Why is there a Spanish-speaking community in Istanbul?
For most people, 1492 is the year Christopher Columbus “discovered” the American continent. However, for the Jewish community established in Spain at the time, it was the year of the Alhambra decree, or Edict of Expulsion, issued on March 31st, 1492 by Isabella I of Castile and Ferdinand II of Aragon and ordering the expulsion of Jews.
Jews had been living in Spain since Roman times, and had thrived during the Muslim rule of the Iberian Peninsula starting in the 8th century, because they were considered People of the Book. How things have changed
However, after the Christian reconquest of Iberia, they started being persecuted. Oppression was marked by forced conversions to Catholicism, but as “crypto-Jews” continued to secretly practice Judaism, antisemitism increased. The terms of the Edict were very strict: all Jews had to convert or leave the country by July 31st.

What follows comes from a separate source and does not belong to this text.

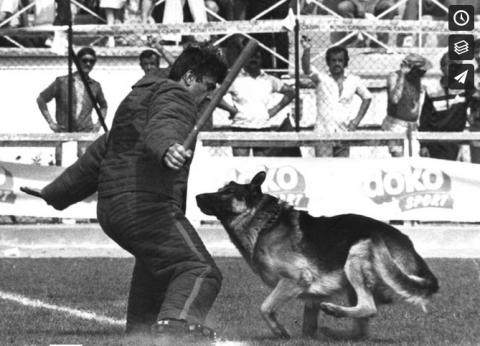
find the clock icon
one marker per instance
(461, 17)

Most left, and scattered throughout Northern Africa and Europe. Sultan Bayezid II of the Ottoman Empire even sent its Navy to bring many of them safely to the Ottoman Empire.
As they settled in small communities in their host countries, they kept their language, today known as Judaeo-Spanish or Ladino. Five centuries later, this derivation of Old Spanish is still spoken by some, particularly by the 30,000 or so Jews leaving in Istanbul. Of course it has evolved, with the addition of local words, but it’s still distinctly Spanish in essence.
The Alhambra Edict was formally revoked in 1968. In 2014, more than 500 years later, the government of Spain finally passed a law allowing dual citizenship to Jewish descendants who apply, in order to “compensate for shameful events in the country’s past.” Sephardic Jews who are descendants of those Jews expelled from Spain due to the Alhambra Decree can now “become Spaniards without leaving home or giving up their present nationality.”
The first time I heard about this community is from its member Fani Kastoryano Mashhadian (and not Fanny Castoriano), our Accounting Manager, who can now apply for Spanish citizenship, in addition to her Turkish, American and Israeli ones!